Virtual Machine Analysis User Documentation

Table of Contents		Virtual Machine Analysis Developer Documentation

Virtual Machine Analysis User Documentation

Virtual environments are usually composed of host machines, who each run an hypervisor program on which one or many guests can be run. Tracing a guest machine alone can often yield some strange results as from its point of view, it has full use of the resources, but in reality, most resources are shared with the host and other guests.

To better understand what is happening in such an environment, it is necessary to trace all the machines involved, guests and hosts, and correlate this information in an experiment that will display a complete view of the virtualized environment.

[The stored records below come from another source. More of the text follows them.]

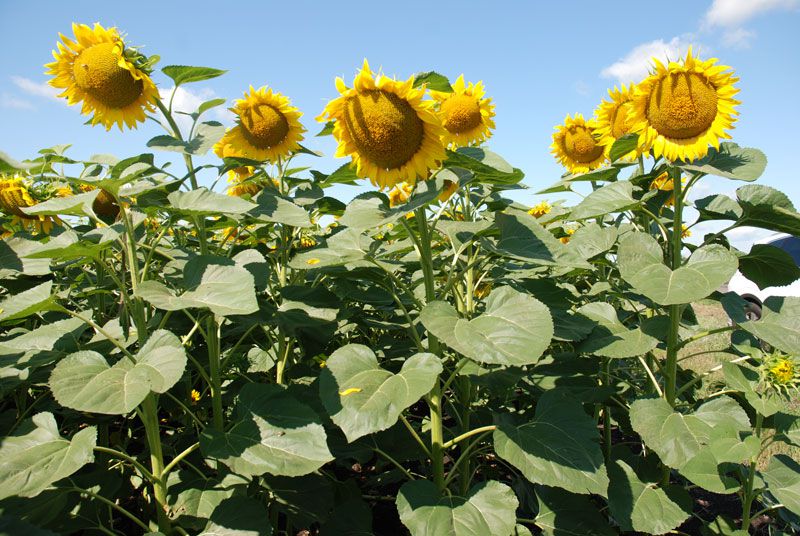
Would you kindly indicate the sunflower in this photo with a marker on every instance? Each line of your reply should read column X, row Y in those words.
column 575, row 145
column 268, row 127
column 540, row 209
column 682, row 108
column 110, row 79
column 14, row 196
column 392, row 135
column 466, row 116
column 239, row 183
column 613, row 120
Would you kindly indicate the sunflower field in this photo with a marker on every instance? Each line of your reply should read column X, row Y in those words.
column 257, row 357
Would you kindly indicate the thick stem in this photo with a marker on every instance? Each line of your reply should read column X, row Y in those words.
column 215, row 375
column 149, row 416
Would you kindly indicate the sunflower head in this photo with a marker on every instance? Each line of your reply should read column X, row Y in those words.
column 240, row 185
column 684, row 107
column 267, row 127
column 390, row 133
column 613, row 119
column 466, row 116
column 14, row 196
column 540, row 209
column 111, row 81
column 575, row 145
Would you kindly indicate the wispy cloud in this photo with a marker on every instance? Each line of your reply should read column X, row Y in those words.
column 37, row 89
column 635, row 64
column 10, row 101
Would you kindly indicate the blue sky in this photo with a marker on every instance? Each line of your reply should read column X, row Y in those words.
column 539, row 61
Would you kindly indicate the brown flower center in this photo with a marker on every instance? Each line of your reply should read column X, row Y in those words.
column 682, row 105
column 97, row 73
column 580, row 146
column 264, row 126
column 460, row 113
column 383, row 127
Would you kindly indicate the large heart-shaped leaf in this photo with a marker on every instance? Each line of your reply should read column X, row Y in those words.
column 611, row 338
column 487, row 509
column 85, row 382
column 34, row 459
column 515, row 328
column 273, row 432
column 225, row 290
column 558, row 448
column 362, row 398
column 641, row 264
column 643, row 506
column 613, row 197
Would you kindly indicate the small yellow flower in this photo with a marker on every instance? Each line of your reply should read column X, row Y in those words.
column 565, row 239
column 400, row 194
column 539, row 210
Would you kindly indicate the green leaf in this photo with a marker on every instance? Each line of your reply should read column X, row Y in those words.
column 85, row 382
column 732, row 162
column 239, row 516
column 623, row 145
column 783, row 478
column 488, row 167
column 643, row 506
column 363, row 398
column 38, row 456
column 487, row 509
column 641, row 264
column 769, row 266
column 202, row 202
column 515, row 328
column 28, row 302
column 523, row 238
column 767, row 208
column 779, row 324
column 433, row 81
column 185, row 74
column 272, row 207
column 272, row 432
column 566, row 514
column 611, row 338
column 225, row 290
column 558, row 448
column 74, row 205
column 613, row 197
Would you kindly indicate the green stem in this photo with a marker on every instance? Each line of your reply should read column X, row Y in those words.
column 215, row 375
column 747, row 493
column 149, row 416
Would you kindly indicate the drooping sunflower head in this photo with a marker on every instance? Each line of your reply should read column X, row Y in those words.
column 390, row 133
column 540, row 209
column 466, row 116
column 240, row 183
column 111, row 81
column 268, row 127
column 575, row 145
column 613, row 119
column 14, row 196
column 684, row 107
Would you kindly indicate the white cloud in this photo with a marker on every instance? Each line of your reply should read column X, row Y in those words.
column 10, row 101
column 187, row 101
column 734, row 13
column 738, row 38
column 38, row 89
column 636, row 64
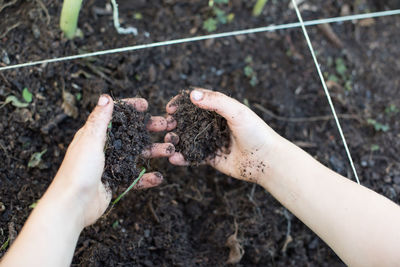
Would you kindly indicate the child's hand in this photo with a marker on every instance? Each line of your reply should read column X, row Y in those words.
column 82, row 168
column 252, row 140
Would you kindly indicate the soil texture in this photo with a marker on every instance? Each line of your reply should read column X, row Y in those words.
column 126, row 140
column 188, row 219
column 202, row 134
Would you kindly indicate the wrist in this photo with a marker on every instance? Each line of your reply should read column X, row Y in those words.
column 61, row 201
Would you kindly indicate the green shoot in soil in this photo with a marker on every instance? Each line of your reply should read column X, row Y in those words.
column 69, row 17
column 27, row 95
column 130, row 187
column 14, row 101
column 36, row 158
column 258, row 7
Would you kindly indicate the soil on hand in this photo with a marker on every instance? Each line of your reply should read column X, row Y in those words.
column 202, row 134
column 127, row 138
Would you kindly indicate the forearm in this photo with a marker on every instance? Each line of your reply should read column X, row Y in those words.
column 360, row 225
column 50, row 234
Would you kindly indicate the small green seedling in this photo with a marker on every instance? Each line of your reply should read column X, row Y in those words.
column 27, row 95
column 249, row 71
column 378, row 126
column 13, row 100
column 374, row 147
column 69, row 17
column 36, row 158
column 210, row 24
column 391, row 109
column 220, row 16
column 33, row 205
column 129, row 188
column 258, row 7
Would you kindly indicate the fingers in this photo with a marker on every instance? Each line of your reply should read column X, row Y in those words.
column 149, row 180
column 178, row 159
column 140, row 104
column 157, row 124
column 172, row 138
column 171, row 123
column 97, row 123
column 172, row 106
column 229, row 108
column 159, row 150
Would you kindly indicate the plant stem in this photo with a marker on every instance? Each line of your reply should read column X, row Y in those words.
column 69, row 17
column 258, row 7
column 129, row 188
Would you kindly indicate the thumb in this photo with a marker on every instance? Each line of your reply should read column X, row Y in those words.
column 231, row 109
column 97, row 123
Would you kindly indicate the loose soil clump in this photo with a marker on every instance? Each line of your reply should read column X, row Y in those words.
column 202, row 133
column 126, row 140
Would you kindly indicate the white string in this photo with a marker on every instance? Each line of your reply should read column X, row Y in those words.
column 325, row 89
column 205, row 37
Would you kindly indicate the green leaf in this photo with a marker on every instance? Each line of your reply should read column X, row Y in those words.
column 210, row 25
column 341, row 66
column 27, row 95
column 333, row 78
column 15, row 102
column 36, row 158
column 258, row 7
column 130, row 187
column 378, row 126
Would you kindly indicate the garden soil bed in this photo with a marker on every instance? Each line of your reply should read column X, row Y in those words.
column 187, row 220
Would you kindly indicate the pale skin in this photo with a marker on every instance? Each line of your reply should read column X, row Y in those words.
column 360, row 225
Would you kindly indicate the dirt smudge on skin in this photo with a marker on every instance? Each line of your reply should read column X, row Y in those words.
column 127, row 138
column 201, row 133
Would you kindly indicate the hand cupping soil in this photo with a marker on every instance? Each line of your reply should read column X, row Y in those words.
column 202, row 134
column 127, row 137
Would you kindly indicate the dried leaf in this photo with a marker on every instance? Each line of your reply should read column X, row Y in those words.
column 236, row 250
column 69, row 105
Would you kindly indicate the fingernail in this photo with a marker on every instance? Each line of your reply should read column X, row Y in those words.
column 103, row 100
column 197, row 95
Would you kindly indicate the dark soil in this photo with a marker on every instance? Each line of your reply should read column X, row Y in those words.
column 202, row 134
column 127, row 138
column 187, row 220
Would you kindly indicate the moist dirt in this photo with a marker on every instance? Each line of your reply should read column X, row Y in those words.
column 202, row 134
column 188, row 219
column 127, row 138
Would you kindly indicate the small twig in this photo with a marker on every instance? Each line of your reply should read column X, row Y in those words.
column 129, row 188
column 308, row 119
column 46, row 11
column 9, row 29
column 121, row 30
column 202, row 131
column 152, row 211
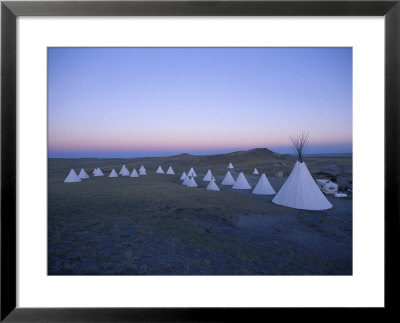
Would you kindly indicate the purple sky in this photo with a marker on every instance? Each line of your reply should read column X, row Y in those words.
column 129, row 102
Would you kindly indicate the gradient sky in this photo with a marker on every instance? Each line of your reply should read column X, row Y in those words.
column 130, row 102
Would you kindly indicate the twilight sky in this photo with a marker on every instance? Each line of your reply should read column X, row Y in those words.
column 130, row 102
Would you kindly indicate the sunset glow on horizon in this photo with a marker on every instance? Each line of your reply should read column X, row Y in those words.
column 131, row 102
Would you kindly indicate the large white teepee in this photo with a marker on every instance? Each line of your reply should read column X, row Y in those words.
column 134, row 173
column 186, row 181
column 208, row 176
column 241, row 183
column 263, row 187
column 183, row 176
column 113, row 173
column 192, row 182
column 300, row 190
column 170, row 171
column 98, row 172
column 72, row 177
column 212, row 186
column 192, row 173
column 228, row 179
column 83, row 174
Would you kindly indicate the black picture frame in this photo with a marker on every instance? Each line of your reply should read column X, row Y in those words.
column 10, row 10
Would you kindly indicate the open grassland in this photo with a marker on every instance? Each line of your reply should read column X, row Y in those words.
column 152, row 225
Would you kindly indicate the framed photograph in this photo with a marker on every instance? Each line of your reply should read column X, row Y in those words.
column 162, row 158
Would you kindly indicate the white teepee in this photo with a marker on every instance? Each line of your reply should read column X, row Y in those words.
column 113, row 173
column 192, row 173
column 170, row 171
column 192, row 182
column 212, row 186
column 183, row 176
column 186, row 181
column 263, row 187
column 300, row 190
column 134, row 173
column 98, row 172
column 241, row 183
column 72, row 177
column 83, row 174
column 208, row 176
column 228, row 179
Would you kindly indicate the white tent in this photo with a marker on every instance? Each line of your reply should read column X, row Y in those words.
column 192, row 182
column 300, row 190
column 113, row 173
column 134, row 173
column 72, row 177
column 186, row 181
column 212, row 186
column 98, row 172
column 208, row 176
column 263, row 187
column 192, row 173
column 241, row 183
column 228, row 179
column 83, row 174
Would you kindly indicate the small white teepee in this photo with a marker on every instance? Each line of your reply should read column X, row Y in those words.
column 192, row 182
column 263, row 186
column 170, row 171
column 83, row 174
column 192, row 173
column 113, row 173
column 212, row 186
column 98, row 172
column 241, row 183
column 228, row 179
column 300, row 190
column 183, row 176
column 134, row 173
column 72, row 177
column 208, row 176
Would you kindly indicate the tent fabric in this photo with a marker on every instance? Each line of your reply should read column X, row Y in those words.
column 72, row 177
column 212, row 186
column 228, row 179
column 183, row 176
column 263, row 187
column 83, row 174
column 192, row 182
column 98, row 172
column 208, row 176
column 159, row 170
column 301, row 192
column 134, row 173
column 170, row 171
column 113, row 173
column 241, row 183
column 192, row 172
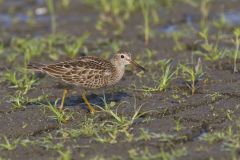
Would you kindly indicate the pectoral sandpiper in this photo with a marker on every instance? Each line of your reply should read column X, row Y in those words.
column 88, row 72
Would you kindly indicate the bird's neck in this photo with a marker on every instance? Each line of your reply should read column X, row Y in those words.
column 120, row 68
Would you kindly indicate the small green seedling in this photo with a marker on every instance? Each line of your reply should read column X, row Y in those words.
column 192, row 75
column 236, row 43
column 7, row 145
column 60, row 116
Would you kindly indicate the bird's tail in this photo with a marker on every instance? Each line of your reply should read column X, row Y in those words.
column 35, row 67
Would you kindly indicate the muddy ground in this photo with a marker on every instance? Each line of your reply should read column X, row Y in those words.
column 176, row 122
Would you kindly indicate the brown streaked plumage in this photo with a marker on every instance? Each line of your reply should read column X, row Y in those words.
column 88, row 72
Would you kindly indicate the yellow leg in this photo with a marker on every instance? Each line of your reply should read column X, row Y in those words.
column 63, row 99
column 91, row 109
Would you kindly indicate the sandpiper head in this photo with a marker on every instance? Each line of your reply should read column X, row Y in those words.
column 125, row 59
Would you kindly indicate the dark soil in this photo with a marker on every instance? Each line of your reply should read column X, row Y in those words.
column 199, row 114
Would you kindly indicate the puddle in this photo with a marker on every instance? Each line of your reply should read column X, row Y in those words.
column 8, row 21
column 179, row 27
column 232, row 17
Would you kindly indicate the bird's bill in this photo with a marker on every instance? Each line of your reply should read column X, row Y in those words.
column 137, row 65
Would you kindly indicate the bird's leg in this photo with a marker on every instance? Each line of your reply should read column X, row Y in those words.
column 63, row 99
column 91, row 109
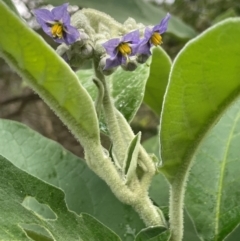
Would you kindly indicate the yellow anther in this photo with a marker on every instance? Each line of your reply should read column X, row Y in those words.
column 57, row 30
column 124, row 48
column 156, row 39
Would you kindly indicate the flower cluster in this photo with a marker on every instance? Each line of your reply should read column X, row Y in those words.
column 82, row 41
column 56, row 24
column 130, row 44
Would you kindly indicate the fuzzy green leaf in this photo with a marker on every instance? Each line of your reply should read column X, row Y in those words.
column 213, row 190
column 148, row 233
column 48, row 75
column 16, row 185
column 50, row 162
column 157, row 80
column 203, row 82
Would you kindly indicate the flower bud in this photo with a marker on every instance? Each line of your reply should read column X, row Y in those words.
column 130, row 65
column 102, row 64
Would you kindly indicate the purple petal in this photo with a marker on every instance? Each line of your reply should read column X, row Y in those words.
column 162, row 26
column 44, row 15
column 134, row 48
column 148, row 33
column 112, row 62
column 111, row 46
column 44, row 18
column 71, row 34
column 60, row 13
column 133, row 37
column 144, row 47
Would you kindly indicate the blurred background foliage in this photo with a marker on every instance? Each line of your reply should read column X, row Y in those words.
column 18, row 102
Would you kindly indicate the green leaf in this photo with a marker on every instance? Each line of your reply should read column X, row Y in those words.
column 214, row 204
column 204, row 81
column 130, row 162
column 138, row 9
column 48, row 75
column 227, row 14
column 50, row 162
column 159, row 192
column 149, row 233
column 15, row 185
column 127, row 89
column 157, row 80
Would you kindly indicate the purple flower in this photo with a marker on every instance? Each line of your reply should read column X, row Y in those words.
column 152, row 36
column 119, row 50
column 56, row 23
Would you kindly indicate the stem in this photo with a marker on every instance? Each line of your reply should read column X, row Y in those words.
column 119, row 146
column 99, row 100
column 143, row 155
column 121, row 134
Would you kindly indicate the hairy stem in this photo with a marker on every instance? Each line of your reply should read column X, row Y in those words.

Virtual Machine Experiment

A trace has to be taken for each machine, guest and host, in the virtualized environment. The host trace is the most important to have, as missing guests will only give an incomplete view of the system, but missing hosts usually won't allow to identify the hypervisor, nor determine when a guest is preempted from the host CPUs. The virtual machine analysis only makes sense if the host trace is available.

Once all the traces are imported in Trace Compass, they can be added to an experiment. The type of the experiment should by set to Virtual Machine Experiment by clicking on the right mouse button over the experiment name, then selecting Select Experiment Type....

Virtual Machine Experiment

Depending on the hypervisor used, traces might need to be synchronized so that they have the same time reference and their events can be correctly correlated.

Virtual CPU View

The Virtual CPU view shows the status of CPUs and threads on guests augmented with the preemption and hypervisor data we get from the host.

In the image below, we see for the virtual CPU status that it has a few more states than the CPUs in the Resources View: in red and purple respectively, when the virtual CPU is running hypervisor code and when the CPU is preempted on the host.

The entries for each thread of the machine corresponds to the one from the Control Flow View, augmented with the data from the Virtual CPU, so that we see that even though it is running from the guest's point of view, it is actually not running when the Virtual CPU it runs on is in preempted or hypervisor mode.

Virtual CPU view

Using the keyboard

Ctrl + F: Search in the view. (see Searching in Time Graph Views)

Hypervisor-specific Tracing

In order to be able to correlate data from the guests and hosts traces, each hypervisor supported by Trace Compass requires some specific events, that are sometimes not available in the default installation of the tracer.

The following sections describe how to obtain traces for each hypervisor.

Qemu/KVM

The Qemu/KVM hypervisor require extra tracepoints not yet shipped in LTTng for both guests and hosts, as well as compilation with the full kernel source tree on the host, to have access to kvm_entry/kvm_exit events on x86.

Obtain the source code with extra tracepoints, along with lttng-modules

   # git clone https://github.com/tahini/lttng-modules
   # cd lttng-modules

Checkout the addons branch, compile and install lttng-modules as per the lttng-modules documentation.

   # git checkout addons_vm
   # make
   # sudo make modules_install
   # sudo depmod -a

On the host, to have complete kvm tracepoints support, the make command has to include the full kernel tree. So first, you'll need to obtain the kernel source tree. See your distribution's documentation on how to get it. This will compile extra modules, including lttng-probe-kvm-x86, which we need.

   # make KERNELDIR=/path/to/kernel/dir

The lttng addons modules must be inserted manually for the virtual machine extra tracepoints to be available:

   # sudo modprobe lttng-addons
   # sudo modprobe lttng-vmsync-host # on the host
   # sudo modprobe lttng-vmsync-guest # on the guest

The following tracepoints will be available

   # sudo lttng list -k
   Kernel events:
   -------------
     ...
     kvm_entry (loglevel: TRACE_EMERG (0)) (type: tracepoint)
     kvm_exit (loglevel: TRACE_EMERG (0)) (type: tracepoint)
     vmsync_gh_guest (loglevel: TRACE_EMERG (0)) (type: tracepoint) # on the guest
     vmsync_hg_guest (loglevel: TRACE_EMERG (0)) (type: tracepoint) # on the guest
     vmsync_gh_host (loglevel: TRACE_EMERG (0)) (type: tracepoint) # on the host
     vmsync_hg_host (loglevel: TRACE_EMERG (0)) (type: tracepoint) # on the host
     ...

Host and guests can now be traced together and their traces added to an experiment. Because each guest has a different clock than the host, it is necessary to synchronize the traces together. Unfortunately, automatic synchronization with the virtual machine events is not completely implemented yet, so another kind of synchronization needs to be done, with TCP packets for instance. See section on trace synchronization for information on how to obtain synchronizable traces.